Cruz lacks their legislative voting record, but it is nonetheless intriguing that he wrote his senior thesis at Princeton on the Ninth and Tenth Amendments—two neglected parts of the Bill of Rights that are the key to reasserting limits on the federal leviathan. Mike Lee wrote a book straightforwardly arguing that most post-New Deal federal programs, including the big entitlements, are effectively unconstitutional. Rand Paul is both the literal and figurative son of the most successful libertarian politician in modern times.
Moreover, as senators they will have clout that House backbenchers -- and even many House leaders -- never had. Daniel Larison objects that other than Rand Paul they are all foreign policy hawks. I'll acknowledge that none of them is Ron Paul. Even Rand isn't a carbon copy (few of them would have won their primaries if they weren't closer to the Republican foreign policy consensus than Paul).
But Marco Rubio didn't run on a platform that included getting out of Afghanistan, abolishing the TSA, and opposing the NDAA while appearing with Ron Paul. Ted Cruz did. In an interview with me, Mike Lee criticized the Libya war on substantive as well as constitutional grounds and didn't sound too enthusiastic about our other recent wars. Although Jim DeMint voted for the Iraq war, he was also one of just four Senate Republicans who voted to end its authorization.
Admittedly, Rand Paul is the only one I'd more or less guarantee would vote against war with Iran unless there was a much stronger casus belli than there was with Iraq. yet my larger point was that these senators would be more reliable than past Republican leaders when it came to limiting the domestic functions of the federal government. Whether they apply those lessons to government abroad remains to be seen.
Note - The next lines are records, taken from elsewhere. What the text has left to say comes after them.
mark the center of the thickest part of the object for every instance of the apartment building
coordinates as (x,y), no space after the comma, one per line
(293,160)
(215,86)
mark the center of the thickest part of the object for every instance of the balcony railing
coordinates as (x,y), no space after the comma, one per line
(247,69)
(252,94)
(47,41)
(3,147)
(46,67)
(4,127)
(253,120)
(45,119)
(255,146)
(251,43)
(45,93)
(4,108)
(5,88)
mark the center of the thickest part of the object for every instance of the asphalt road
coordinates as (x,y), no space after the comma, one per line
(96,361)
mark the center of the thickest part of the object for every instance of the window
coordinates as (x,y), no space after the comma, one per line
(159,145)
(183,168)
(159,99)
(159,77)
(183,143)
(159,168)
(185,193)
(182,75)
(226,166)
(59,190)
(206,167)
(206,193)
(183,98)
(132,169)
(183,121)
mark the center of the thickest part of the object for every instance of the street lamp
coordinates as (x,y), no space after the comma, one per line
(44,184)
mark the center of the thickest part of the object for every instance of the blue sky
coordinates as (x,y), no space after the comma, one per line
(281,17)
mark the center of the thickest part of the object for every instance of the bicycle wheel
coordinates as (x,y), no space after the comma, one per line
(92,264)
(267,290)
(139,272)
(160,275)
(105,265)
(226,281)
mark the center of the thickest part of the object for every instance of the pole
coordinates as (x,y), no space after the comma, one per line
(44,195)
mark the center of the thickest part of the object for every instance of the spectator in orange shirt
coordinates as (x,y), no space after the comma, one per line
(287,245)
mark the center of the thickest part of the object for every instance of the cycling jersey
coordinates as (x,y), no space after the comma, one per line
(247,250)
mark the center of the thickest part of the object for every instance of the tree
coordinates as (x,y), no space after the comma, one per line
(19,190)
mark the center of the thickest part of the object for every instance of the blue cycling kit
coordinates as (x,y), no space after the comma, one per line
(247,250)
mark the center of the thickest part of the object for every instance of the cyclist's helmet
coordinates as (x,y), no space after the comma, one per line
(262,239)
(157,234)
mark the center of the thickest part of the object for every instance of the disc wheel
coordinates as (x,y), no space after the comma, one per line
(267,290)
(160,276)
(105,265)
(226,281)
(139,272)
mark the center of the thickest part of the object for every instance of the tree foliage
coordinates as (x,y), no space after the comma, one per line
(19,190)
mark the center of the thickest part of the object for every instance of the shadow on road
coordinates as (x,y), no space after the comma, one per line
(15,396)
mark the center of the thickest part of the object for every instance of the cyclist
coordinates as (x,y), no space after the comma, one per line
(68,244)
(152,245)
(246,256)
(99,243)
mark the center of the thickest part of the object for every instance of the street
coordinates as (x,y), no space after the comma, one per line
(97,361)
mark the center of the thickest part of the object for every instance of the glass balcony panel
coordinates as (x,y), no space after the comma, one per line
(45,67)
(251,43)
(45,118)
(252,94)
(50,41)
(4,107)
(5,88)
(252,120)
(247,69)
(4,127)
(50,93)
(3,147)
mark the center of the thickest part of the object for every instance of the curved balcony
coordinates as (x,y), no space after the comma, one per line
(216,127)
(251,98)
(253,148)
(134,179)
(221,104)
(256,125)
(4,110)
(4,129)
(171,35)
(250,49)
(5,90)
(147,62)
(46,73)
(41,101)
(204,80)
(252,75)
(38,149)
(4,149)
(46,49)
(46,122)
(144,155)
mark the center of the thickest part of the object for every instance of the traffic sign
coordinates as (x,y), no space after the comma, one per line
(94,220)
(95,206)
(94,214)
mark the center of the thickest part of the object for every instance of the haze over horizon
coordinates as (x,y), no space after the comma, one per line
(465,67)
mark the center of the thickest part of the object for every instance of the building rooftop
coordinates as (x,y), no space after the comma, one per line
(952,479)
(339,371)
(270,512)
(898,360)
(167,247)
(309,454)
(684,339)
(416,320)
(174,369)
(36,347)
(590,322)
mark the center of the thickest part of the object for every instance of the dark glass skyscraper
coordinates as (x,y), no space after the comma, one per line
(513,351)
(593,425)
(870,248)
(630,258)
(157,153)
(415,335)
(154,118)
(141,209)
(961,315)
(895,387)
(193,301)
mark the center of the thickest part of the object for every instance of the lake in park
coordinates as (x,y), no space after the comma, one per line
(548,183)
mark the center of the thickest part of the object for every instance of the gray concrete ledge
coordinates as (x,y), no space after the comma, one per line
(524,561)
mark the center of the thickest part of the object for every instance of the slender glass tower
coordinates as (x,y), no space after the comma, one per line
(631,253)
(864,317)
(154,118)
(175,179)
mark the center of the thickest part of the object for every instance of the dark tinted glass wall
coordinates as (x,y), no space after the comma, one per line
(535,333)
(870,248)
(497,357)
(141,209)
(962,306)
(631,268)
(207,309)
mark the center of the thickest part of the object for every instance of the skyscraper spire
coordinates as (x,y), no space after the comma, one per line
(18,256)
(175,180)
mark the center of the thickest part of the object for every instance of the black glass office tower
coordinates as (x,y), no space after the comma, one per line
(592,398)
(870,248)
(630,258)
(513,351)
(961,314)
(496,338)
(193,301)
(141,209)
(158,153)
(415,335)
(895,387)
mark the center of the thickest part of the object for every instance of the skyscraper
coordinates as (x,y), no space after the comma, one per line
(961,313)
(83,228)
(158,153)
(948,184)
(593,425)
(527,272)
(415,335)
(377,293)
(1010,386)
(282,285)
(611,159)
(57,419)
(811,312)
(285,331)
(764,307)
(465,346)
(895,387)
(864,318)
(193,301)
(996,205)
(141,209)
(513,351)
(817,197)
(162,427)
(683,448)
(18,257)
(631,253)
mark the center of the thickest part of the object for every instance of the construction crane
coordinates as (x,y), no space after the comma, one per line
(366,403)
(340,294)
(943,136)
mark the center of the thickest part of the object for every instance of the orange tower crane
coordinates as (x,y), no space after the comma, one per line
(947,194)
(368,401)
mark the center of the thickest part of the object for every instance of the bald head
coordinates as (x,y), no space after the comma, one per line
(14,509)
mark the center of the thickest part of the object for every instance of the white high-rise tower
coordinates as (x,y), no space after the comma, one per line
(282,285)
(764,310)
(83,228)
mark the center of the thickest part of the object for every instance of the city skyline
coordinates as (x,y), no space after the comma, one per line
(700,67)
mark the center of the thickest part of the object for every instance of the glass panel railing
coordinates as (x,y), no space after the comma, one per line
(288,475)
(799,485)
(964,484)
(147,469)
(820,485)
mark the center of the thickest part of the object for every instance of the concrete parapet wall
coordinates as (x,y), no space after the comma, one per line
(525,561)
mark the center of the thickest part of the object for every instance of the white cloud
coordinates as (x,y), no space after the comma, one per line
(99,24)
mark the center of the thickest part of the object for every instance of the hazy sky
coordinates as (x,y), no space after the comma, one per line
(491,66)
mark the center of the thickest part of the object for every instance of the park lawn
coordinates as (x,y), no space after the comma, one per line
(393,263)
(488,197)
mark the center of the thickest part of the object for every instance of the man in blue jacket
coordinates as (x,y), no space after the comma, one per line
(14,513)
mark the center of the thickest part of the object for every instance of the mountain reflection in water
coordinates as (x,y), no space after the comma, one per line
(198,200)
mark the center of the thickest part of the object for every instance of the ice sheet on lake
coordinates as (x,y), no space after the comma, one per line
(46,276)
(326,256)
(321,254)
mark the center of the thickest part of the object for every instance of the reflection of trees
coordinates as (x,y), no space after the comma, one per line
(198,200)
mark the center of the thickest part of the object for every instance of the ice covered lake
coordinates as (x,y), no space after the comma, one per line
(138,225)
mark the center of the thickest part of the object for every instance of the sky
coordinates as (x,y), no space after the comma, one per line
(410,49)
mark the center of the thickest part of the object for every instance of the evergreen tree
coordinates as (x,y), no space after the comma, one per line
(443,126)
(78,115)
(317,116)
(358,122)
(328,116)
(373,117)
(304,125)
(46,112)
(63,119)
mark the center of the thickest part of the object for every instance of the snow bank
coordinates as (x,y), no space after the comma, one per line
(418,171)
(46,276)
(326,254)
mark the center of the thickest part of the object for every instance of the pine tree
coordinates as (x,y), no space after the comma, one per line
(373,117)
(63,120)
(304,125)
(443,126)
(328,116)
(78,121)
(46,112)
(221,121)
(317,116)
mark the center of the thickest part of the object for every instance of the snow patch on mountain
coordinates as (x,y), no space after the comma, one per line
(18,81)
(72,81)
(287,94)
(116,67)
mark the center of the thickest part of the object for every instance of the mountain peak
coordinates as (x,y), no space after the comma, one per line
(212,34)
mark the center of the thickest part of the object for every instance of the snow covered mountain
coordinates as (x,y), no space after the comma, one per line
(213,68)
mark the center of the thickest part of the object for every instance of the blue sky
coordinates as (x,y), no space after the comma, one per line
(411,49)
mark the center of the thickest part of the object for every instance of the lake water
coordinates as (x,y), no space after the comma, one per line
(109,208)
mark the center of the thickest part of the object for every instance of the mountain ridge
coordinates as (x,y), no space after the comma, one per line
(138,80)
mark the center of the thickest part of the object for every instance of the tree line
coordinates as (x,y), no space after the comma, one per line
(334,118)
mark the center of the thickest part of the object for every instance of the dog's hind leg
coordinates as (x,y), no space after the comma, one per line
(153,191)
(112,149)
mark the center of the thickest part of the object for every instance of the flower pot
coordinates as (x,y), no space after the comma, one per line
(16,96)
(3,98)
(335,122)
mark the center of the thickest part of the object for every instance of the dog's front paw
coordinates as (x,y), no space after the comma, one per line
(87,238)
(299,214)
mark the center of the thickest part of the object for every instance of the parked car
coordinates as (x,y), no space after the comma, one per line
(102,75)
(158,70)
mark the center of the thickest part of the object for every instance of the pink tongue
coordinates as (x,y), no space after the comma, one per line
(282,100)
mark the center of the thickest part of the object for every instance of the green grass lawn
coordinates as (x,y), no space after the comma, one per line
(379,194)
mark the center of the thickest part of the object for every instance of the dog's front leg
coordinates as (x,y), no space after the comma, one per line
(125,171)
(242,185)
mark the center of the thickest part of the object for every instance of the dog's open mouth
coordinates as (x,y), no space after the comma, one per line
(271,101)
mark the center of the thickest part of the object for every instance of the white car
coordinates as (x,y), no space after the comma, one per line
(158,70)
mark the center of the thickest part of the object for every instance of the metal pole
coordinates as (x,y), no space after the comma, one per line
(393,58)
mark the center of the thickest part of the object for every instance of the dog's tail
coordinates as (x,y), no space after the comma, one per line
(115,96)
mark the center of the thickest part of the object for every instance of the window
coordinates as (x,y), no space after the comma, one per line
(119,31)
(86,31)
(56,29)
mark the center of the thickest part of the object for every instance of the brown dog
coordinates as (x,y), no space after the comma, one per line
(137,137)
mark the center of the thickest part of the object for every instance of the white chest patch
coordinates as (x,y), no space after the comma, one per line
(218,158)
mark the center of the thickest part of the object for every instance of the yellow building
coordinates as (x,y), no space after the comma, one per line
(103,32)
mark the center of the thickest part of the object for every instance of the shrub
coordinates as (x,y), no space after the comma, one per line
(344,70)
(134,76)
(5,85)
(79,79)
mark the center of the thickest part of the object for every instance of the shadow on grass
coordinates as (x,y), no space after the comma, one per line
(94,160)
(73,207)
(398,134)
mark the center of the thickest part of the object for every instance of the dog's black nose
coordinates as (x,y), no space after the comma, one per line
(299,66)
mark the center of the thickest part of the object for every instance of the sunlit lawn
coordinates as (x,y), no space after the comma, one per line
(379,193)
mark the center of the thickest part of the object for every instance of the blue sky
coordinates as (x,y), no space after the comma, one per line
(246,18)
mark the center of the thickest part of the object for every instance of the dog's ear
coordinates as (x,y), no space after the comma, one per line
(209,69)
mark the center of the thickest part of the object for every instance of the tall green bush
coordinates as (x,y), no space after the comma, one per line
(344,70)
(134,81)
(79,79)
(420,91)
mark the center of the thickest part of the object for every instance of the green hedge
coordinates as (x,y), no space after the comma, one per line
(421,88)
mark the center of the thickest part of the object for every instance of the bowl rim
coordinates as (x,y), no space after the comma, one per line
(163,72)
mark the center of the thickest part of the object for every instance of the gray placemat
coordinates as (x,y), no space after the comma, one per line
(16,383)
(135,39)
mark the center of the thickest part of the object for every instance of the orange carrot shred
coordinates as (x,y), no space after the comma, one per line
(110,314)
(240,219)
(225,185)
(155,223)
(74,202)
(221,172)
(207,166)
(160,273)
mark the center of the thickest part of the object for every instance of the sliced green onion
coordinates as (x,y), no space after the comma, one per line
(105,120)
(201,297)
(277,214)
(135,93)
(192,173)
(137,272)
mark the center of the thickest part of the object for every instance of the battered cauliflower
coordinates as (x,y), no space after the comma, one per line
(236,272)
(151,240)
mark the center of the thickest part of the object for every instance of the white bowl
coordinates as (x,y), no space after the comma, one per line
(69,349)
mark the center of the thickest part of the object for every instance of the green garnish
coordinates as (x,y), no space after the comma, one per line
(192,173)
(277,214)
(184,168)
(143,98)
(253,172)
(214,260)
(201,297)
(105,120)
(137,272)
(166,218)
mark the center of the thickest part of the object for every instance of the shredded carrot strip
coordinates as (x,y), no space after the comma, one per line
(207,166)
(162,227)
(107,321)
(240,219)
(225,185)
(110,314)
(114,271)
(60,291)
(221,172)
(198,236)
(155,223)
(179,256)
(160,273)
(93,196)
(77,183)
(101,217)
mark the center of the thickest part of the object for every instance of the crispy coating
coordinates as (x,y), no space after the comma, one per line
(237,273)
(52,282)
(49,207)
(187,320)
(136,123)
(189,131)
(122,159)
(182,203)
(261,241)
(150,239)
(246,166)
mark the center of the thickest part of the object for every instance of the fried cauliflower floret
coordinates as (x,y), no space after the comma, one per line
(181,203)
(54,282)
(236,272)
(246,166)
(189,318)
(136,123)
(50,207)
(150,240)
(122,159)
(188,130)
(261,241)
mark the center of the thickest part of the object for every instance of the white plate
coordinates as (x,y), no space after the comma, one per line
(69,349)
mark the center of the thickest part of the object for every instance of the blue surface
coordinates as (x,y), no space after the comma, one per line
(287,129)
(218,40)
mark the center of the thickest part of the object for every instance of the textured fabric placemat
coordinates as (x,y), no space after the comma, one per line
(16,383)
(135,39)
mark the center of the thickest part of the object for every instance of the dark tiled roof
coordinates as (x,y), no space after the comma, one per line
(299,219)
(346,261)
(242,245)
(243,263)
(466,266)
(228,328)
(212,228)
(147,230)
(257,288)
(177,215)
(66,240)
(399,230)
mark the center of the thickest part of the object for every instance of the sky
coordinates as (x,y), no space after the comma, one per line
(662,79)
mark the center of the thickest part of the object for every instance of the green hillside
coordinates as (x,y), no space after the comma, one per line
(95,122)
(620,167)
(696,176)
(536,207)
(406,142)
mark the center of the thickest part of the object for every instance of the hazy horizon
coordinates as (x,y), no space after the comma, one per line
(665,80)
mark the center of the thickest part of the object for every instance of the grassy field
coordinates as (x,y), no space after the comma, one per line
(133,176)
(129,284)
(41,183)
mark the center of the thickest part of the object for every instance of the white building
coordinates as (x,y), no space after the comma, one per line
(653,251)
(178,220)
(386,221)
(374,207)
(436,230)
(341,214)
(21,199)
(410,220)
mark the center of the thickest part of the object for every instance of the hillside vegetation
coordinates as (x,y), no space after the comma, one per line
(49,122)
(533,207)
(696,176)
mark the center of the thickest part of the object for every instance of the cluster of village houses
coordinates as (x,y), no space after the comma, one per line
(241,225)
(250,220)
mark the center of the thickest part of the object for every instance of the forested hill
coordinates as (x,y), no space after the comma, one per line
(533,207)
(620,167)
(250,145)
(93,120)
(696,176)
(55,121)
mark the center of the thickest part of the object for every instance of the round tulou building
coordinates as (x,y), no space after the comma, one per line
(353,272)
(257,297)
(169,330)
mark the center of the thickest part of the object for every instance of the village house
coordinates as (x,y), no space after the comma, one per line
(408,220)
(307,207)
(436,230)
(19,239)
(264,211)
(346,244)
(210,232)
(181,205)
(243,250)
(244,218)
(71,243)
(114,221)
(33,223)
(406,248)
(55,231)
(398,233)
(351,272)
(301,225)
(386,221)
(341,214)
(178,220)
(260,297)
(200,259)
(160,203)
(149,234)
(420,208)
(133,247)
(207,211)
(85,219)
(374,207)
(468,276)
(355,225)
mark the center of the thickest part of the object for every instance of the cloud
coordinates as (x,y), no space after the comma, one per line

UPDATE: Larison responds again. Look, these candidates aren't noninterventionists (although a few of them, like Thomas Massie and Kerry Bentivolio, essentially are). But in the not-too-distant past, the most conservative candidates running in a Republican primary would have been without fail the most enthusiastic champions of the Bush Doctrine and dead-enders in support of unpopular foreign wars. The fact that these candidates don't fit that description doesn't necessarily mean they will be cautious on Iran, but it does mean something. Changing the incentives politicians face is often more important than even changing the politicians.